Lists the Hive cluster health check tests that are performed by Cloudera Observability at the end of a Hive job. The list includes the severity conditions and thresholds, and what actions you should consider to resolve the problem.

Table 1.
Health Test Description Severity Condition Recommendation
Hive on Tez JVM Pause Rate Analyzer

This health test checks the time taken to free up memory by the Java garbage collector.

Where, a high value for the JVM pause rate indicates that the Java garbage collection took longer than the threshold to complete its work.

It uses the hive_on_tez_jvm_pause_time_rate metric to check the Hive on Tez JVM pause rate.

  • A Good result implies that there were no pauses greater than 300ms and no occurrences of more than five pauses between 100ms and 300ms.
  • A Concerning result implies that there were occurrences of more than five pauses between 100ms and 300ms.
  • A Bad result implies that there was at least one pause that was greater than 300ms.

To address this condition, consider increasing the allocated heap size for the HiveServer2 instance.

Hive Metastore JVM Pause Rate Analyzer

This health test checks the time taken to free up memory by the Java garbage collector.

Where, a high value for the JVM pause rate indicates that the Java garbage collection took longer than the threshold to complete its work.

It uses the hive_jvm_pause_time_rate metric to check the Hive Metastore JVM pause rate.

  • A Good result implies that there were no pauses greater than 300ms and no occurrences of more than five pauses between 100ms and 300ms.
  • A Concerning result implies that there were occurrences of more than five pauses between 100ms and 300ms.
  • A Bad result implies that there was at least one pause that was greater than 300ms.
To address this condition consider increasing the allocated heap size for the Hive Metastore.
Hive on Tez Waiting Compile Ops Analyzer

This health test counts the number of Hive On Tez operations waiting to compile.

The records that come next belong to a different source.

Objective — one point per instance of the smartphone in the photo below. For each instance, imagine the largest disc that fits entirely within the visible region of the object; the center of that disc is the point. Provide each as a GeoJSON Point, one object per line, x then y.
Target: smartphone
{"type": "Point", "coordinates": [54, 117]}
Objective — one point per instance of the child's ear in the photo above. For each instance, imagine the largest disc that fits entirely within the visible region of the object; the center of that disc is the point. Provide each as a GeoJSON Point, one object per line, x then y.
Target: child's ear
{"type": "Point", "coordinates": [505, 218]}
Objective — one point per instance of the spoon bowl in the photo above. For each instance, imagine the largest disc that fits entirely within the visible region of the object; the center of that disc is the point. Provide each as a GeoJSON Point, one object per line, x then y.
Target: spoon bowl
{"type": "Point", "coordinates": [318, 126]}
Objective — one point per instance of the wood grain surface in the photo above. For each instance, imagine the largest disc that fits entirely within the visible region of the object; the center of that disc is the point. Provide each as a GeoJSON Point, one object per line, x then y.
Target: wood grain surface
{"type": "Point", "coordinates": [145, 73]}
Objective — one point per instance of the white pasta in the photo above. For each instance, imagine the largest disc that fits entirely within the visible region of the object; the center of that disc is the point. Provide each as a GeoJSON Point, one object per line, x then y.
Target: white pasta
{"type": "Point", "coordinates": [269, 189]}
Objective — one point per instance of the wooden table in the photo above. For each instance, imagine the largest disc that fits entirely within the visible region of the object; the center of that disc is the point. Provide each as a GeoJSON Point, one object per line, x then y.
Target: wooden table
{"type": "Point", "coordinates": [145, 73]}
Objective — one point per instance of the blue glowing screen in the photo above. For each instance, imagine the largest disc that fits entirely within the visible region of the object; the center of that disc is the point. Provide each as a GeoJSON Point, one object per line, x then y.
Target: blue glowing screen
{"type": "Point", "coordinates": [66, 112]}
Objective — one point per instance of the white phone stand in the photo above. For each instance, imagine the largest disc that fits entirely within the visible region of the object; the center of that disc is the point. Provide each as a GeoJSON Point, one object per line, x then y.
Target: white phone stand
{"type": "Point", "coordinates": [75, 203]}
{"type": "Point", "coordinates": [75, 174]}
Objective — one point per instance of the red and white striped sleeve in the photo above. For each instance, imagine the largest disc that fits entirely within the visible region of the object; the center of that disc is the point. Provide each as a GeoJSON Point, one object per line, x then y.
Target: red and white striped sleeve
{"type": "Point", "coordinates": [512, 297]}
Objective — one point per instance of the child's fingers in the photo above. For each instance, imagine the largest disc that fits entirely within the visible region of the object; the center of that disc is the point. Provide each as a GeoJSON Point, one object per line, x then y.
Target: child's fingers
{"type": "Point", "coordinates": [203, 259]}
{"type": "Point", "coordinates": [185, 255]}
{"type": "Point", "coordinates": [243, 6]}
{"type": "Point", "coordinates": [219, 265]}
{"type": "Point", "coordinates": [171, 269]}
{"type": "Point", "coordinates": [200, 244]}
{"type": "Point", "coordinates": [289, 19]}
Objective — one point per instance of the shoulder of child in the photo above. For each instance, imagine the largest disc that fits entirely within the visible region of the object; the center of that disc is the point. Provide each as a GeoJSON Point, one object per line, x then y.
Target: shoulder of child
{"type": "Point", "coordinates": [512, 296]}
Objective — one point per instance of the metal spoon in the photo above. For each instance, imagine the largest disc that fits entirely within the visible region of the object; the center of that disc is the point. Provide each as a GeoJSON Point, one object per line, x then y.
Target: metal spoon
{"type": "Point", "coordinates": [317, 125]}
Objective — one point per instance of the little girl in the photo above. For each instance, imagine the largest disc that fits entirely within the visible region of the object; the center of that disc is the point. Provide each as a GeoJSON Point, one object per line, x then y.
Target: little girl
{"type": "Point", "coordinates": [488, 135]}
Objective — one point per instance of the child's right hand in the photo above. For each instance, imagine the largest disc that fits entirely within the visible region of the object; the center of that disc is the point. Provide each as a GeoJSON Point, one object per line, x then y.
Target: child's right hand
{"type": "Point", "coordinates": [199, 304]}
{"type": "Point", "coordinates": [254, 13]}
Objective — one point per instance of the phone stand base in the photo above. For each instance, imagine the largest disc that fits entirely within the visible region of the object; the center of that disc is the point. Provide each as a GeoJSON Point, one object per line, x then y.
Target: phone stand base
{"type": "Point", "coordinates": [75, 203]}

Where, if the number of operations waiting to compile is greater than 0, then the HiveServer2 instance is likely overloaded.

It uses the hive_on_tez_waiting_compile_ops metric to count the number of Hive On Tez operations waiting to compile.

  • A Good result implies that there were zero operations waiting to compile.
  • A Bad result implies that the number of operations waiting to compile is consistently greater than zero.

If the number of operations waiting to compile is consistently greater than zero, then to address this condition, consider restarting the HiveServer2 instance.

HiveServer2 Memory Usage Analyzer

This health test calculates the percentage of Hive On Tez heap memory utilization for the input period.

Where, if the percentage of heap memory utilization is above the threshold, there is a possibility of running out of heap space.

It uses the hive_on_tez_memory_heap_used and the hive_on_tez_memory_heap_max metrics to calculate the percentage of heap memory utilization for the input period.

  • A Good result implies that the maximum heap utilization is less than 80% of the available heap.
  • A Concerning result implies that the maximum heap utilization is between 80% and 95% of the available heap.
  • A Bad result implies that the maximum heap utilization exceeded 95% of the available heap.

To address this condition, consider increasing the allocated heap size for the HiveServer2 instance.

Hive Metastore Memory Usage Analyzer

This health test calculates the percentage of Hive Metastore heap memory utilization for the input period.

Where, if the percentage of heap memory utilization is above the threshold, there is a possibility of running out of heap space.

It uses the hive_memory_heap_used and the hive_memory_heap_max metrics to calculate the percentage of heap memory utilization for the input period.

  • A Good result implies that the maximum heap utilization is less than 80% of the available heap.
  • A Concerning result implies that the maximum heap utilization is between 80% and 95% of the available heap.
  • A Bad result implies that the maximum heap utilization exceeded 95% of the available heap.

To address this condition, consider increasing the allocated heap size for the Hive Metastore.